Why does representation learning matter, and what limitation of standard deep learning does the talk target?
How do graph neural networks make predictions on different kinds of tasks?
What is “neighborhood explosion,” and how does GNN autoscale address it?
What role does PyG play in making graph neural networks practical?
How does graph learning improve reasoning compared with relying only on large language models?
What does the clinical-trials knowledge graph enable in drug efficacy prediction?
Review Questions
- What mechanisms in a GNN make aggregation permutation-invariant, and why does that matter for graphs?
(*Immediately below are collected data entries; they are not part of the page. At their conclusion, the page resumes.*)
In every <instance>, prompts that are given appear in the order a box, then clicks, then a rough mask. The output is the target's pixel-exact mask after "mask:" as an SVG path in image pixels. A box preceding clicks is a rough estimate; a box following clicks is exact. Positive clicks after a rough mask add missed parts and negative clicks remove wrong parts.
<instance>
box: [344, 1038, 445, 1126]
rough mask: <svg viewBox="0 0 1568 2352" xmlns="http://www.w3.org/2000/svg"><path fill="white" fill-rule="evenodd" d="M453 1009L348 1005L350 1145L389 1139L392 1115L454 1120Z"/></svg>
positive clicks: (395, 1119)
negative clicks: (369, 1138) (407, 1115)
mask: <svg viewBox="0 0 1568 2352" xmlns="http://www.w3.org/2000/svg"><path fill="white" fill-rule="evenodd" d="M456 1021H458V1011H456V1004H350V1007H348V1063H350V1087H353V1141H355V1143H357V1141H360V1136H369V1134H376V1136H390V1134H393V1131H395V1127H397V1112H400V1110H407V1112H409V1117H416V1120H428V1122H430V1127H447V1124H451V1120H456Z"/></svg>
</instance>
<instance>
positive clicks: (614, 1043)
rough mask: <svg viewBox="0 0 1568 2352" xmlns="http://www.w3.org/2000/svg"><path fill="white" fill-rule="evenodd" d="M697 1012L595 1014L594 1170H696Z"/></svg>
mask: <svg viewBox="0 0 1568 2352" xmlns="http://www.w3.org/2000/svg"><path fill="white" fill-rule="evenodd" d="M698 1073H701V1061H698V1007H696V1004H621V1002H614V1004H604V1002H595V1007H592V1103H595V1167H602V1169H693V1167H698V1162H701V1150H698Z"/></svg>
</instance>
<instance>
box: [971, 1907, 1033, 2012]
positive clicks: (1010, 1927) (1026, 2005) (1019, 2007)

- How does GNN autoscale preserve expressive power while reducing computation, and what problem does it target?
- In what types of question-answering scenarios does combining knowledge graphs with large language models produce the largest gains, according to the talk?
Key Points
- 1
Graph neural networks extend representation learning from sequences and fixed-size grids to heterogeneous relational data expressed as nodes and edges with typed attributes.
- 2
GNNs support node-, link-, and graph-level predictions using message passing and permutation-invariant aggregation shaped by each node’s local neighborhood.
- 3
Scalability hinges on controlling neighborhood growth; GNN autoscale prunes/approximates neighborhoods with bounded error while preserving expressive power, enabling 10–100× speedups.
- 4
PyG (PyTorch Geometric) is a widely used ecosystem for graph neural network research and deployment, offering many architectures, heterogeneous-graph support, and optimized CUDA kernels.
- 5
Graph neural recommenders can outperform visual-only systems by fusing image/text signals with graph structure at very large scale.
- 6
Knowledge-graph-enhanced reasoning improves question answering accuracy and interpretability, with especially strong benefits for negation and multi-entity logical structure.
- 7
Clinical-trial knowledge graphs built from ClinicalTrials.gov can support drug efficacy and safety prediction, including generalization to never-before-seen drugs by leveraging protein-target connections.